Wednesday, February 6, 2008

Road Rage PArt 15: On Coming Traffic

Picture this, you ever find yourself at a stop light, say in the left hand turning lane, with like 5 or 6 cars ahead of you...and let's just say this lady decides to pass traffic that is stopped facing the other way at another left hand turn and she's attempting to pass way on the far left lane, which would be the opposite traffic's right lane and the light you're waiting for turns green and now she's backing up facing traffic the wrong way and trying to cut in front of you while on coming traffic starts barreling towards her and you don't let her in because, well you're driving in the proper lane, going the proper way and the light is green dumba$$...the result could mean that the moron bitch of a driver might just go ballistic. Mission accomplished.

Tuesday, February 5, 2008

Road Rage Part 14: What to do you when get pulled over.
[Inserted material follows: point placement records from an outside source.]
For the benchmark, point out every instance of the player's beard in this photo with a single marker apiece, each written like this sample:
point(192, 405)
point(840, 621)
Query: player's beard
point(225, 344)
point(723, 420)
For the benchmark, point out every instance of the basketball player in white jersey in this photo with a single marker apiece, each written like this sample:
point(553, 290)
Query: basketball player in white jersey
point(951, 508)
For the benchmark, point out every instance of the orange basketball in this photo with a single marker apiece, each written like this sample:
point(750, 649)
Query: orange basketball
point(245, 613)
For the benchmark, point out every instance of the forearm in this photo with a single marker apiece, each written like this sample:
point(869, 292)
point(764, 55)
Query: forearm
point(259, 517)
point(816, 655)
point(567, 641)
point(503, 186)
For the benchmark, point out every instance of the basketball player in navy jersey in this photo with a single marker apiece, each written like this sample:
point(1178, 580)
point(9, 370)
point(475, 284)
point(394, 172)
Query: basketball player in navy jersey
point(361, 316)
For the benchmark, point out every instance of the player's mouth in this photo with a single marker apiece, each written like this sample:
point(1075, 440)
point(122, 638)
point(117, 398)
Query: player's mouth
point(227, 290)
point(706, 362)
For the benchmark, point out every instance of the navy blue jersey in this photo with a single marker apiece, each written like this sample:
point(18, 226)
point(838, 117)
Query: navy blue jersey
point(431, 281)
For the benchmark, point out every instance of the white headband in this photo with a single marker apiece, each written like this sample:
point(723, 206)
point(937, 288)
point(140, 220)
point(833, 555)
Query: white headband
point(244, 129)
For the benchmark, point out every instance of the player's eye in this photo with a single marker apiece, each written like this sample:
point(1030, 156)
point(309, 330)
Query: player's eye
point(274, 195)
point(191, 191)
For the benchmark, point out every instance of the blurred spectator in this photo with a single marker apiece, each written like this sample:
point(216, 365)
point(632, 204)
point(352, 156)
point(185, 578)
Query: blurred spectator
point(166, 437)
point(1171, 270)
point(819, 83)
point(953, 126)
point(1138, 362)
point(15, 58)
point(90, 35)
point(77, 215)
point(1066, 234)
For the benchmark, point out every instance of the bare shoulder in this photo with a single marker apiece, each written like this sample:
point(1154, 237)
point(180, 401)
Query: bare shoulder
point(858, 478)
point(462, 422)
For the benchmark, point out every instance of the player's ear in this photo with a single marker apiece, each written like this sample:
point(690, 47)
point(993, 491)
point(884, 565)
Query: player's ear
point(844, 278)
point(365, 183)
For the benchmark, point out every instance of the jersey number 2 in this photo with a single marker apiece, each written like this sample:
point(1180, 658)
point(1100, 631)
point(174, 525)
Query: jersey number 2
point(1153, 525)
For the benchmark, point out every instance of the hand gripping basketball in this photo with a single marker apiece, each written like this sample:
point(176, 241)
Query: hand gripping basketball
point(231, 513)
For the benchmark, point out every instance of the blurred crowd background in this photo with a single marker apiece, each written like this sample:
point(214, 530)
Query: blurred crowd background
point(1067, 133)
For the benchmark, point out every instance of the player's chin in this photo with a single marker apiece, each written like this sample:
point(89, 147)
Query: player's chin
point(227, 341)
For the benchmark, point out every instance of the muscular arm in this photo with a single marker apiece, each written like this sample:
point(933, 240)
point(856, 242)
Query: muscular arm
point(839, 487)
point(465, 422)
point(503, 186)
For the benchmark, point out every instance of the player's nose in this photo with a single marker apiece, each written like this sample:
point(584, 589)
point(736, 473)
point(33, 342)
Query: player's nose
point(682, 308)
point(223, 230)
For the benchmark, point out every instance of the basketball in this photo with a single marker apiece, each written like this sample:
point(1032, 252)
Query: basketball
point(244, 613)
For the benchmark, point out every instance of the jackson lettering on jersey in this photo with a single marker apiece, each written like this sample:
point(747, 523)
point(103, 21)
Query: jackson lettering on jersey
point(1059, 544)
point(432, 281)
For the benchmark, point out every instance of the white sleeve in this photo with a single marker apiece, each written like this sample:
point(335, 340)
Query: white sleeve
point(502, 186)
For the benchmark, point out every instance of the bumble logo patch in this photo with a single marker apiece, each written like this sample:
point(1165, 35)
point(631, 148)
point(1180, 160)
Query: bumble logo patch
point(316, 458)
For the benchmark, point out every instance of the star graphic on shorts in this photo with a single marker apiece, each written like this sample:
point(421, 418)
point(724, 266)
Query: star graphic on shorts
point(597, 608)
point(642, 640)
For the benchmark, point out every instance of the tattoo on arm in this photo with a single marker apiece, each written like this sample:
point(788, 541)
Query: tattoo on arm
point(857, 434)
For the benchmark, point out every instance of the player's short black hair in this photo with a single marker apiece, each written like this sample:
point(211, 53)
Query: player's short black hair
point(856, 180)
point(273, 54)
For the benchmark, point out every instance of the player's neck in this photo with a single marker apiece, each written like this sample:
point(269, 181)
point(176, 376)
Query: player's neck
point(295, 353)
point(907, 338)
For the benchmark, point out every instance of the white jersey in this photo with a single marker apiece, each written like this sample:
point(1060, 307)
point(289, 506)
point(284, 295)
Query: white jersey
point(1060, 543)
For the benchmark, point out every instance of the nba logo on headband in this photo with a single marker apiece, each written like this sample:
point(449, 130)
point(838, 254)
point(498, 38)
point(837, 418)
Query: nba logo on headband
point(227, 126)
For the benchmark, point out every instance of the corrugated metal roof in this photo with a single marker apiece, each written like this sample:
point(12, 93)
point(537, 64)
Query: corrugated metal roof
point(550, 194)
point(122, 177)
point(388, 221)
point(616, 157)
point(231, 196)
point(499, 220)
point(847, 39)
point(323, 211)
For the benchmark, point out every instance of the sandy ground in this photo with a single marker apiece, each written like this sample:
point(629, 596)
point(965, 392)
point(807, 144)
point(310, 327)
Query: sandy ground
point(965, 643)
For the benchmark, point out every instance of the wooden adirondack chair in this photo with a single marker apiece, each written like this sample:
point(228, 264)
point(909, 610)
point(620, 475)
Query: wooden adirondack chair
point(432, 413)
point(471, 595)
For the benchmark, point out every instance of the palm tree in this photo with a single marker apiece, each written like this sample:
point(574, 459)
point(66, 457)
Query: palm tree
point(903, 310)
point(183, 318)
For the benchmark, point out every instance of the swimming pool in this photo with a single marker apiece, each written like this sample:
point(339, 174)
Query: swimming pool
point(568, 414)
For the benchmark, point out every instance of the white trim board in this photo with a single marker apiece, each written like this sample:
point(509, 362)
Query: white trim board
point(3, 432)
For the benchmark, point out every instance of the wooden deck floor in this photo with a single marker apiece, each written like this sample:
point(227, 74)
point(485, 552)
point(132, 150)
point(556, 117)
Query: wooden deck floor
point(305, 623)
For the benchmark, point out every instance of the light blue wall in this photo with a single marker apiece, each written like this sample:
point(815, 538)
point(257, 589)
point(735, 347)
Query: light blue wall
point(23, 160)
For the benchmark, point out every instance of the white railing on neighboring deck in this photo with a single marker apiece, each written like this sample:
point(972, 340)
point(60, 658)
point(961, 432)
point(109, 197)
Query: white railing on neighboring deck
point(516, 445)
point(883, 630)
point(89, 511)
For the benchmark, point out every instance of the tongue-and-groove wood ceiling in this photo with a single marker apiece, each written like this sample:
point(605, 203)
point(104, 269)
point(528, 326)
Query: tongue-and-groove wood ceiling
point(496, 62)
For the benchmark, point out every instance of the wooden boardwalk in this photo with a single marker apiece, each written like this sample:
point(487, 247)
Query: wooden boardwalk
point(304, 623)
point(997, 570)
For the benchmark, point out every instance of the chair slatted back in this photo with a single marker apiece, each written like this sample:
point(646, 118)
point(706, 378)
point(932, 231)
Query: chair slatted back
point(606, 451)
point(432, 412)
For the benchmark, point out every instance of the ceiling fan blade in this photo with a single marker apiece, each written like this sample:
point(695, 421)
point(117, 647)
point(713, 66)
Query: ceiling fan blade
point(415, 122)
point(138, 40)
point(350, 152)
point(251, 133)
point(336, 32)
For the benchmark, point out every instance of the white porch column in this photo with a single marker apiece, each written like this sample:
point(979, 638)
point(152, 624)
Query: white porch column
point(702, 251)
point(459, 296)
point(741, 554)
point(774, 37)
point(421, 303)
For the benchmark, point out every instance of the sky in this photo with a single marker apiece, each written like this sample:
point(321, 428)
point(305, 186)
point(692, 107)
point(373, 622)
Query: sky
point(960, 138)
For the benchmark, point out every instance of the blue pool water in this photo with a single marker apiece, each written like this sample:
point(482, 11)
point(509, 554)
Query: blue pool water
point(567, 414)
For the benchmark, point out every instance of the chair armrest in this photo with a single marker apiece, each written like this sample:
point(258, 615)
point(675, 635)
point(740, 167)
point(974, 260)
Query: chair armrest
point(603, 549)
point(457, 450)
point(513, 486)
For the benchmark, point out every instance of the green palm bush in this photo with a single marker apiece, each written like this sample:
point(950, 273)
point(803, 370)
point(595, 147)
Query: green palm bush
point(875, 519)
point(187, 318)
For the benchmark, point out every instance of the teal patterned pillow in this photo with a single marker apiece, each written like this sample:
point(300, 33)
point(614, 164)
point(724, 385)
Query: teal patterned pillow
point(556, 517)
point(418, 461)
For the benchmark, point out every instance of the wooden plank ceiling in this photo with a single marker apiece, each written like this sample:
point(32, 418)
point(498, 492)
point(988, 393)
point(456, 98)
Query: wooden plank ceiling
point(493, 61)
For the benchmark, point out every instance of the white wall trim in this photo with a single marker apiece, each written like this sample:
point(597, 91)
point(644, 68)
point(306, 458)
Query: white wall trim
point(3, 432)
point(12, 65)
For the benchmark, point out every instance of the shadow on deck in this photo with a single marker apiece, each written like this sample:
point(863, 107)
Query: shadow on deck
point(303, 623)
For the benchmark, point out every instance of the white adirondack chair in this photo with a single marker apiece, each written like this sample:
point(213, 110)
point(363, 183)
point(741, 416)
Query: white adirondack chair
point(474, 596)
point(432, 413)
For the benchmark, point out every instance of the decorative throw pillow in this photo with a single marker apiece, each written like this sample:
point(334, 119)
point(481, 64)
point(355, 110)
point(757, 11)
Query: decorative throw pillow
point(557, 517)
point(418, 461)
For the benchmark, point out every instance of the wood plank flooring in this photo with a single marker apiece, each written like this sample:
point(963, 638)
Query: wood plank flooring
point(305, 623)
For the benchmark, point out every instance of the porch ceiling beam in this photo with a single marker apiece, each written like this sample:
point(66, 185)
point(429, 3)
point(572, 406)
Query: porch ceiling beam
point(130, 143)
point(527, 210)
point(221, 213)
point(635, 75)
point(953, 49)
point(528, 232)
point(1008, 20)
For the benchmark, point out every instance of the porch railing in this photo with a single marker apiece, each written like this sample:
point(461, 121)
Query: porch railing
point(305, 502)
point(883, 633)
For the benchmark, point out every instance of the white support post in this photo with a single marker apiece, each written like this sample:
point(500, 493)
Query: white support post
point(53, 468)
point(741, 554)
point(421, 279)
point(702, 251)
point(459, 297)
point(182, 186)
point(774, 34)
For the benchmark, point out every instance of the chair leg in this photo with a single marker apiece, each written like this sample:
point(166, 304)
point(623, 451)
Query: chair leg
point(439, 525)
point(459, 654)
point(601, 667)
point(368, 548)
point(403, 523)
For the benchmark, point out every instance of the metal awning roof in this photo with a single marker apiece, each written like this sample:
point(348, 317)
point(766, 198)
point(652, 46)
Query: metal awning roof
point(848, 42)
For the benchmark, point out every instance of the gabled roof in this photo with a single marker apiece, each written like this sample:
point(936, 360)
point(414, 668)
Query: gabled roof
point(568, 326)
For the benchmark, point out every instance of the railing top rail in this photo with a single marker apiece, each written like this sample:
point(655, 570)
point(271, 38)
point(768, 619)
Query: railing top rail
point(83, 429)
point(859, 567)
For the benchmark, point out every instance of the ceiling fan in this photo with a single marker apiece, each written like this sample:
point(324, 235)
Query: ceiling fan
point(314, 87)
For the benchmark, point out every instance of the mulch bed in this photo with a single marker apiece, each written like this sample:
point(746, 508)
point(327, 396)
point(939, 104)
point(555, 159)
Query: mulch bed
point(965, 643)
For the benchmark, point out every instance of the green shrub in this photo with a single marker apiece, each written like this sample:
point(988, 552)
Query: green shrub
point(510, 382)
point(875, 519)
There are several schools of thought about what to do when you get pulled over. Here's a couple of examples that I follow to the T all the time.
1. The DUI or the DWI.
If you get pulled over and you're under the influence your first mistake was that you pulled over. When the police officer approaches your car, try to hide the empty beer cans or bottles under your seat and the passengers seat. Make sure you really push them under there. If the police officer sees you moving about, he'll only assume you are looking for your license and registration. When you roll down your window and he asks for your license and registration, burp in his face and ask if he wants a beer.
2. Caught Speeding?
Same here, if you pulled over, big mistake, always try and outrun the police first. If you have a crappy car and can't outrun the police then use your blinkers to your advantage. Signal right, but actually go left for example. This is most useful if you are on the interstate and you fake getting off at an exit. They fall for that trick every time and you'll be so free so fast they won't know what hit them. More than one cop chasing? Then repeat process as many times as it takes. If you do eventually pull over you're an idiot but at least make sure you get out of your car immediately and approach the police rapidly.
The two techniques are proven to be 100% effective.

Monday, February 4, 2008

Road Rage Part 13: Swerving

Have your passengers started to get car sick because you swerve too much after a hard day of drinking at the beach? Salisbury rules! Well, if they do, make sure they have something to puke in. A long time ago I once didn't believe that a wise passenger of mine was about to hurl...until I heard it. Fortunately she made excellent use of the cooler that was in the back seat. She puked all over a couple of brews but she didn't puke in the car. So 14-15 years later, she still holds dear to my heart for not puking all over the back of my car. By puking in the cooler, she also kept the car free of puke smell. God bless.

Sunday, February 3, 2008

Road Rage Part 12: Right on Red

If the person in front of you has a clear shot to make a right on red but neglects to do so, do what I do and get out of your car, approach the vehicle and slam your fists on the hood screaming at them to go. If that doesn't work, then just ram them with your car. They'll get the message eventually.

Saturday, February 2, 2008

Road Rage Part 11: Text Messaging While Driving, Write on Read

ABC DEF GHI JKL MNO PQRS TUV WXYZ...
One of the most important forms of communication these days is text messaging, so don't let driving get in the way of reading or writing a text. If you feel the need, you may want to turn your hazards on and make sure your seat is up high and close enough so you can drive with your knees. You may also want to take advantage of that red light and perform what is better know as a write on read, so get that text sent before the light turns green. At a yield sign? Yield signs also allow for an excellent chance to text, just treat it as a stop light or stop sign. Which leads me to stop signs. Texting at a stop sign is awesome. You can stay there as long as you like and know one will care because the sign says stop. Whatever you do, don't let driving get in your way. These tips can also be applied to using your Blackberry while driving.

Friday, February 1, 2008

Road Rafe Part 10: The Drag Race,

If someone challenges you......then drag race!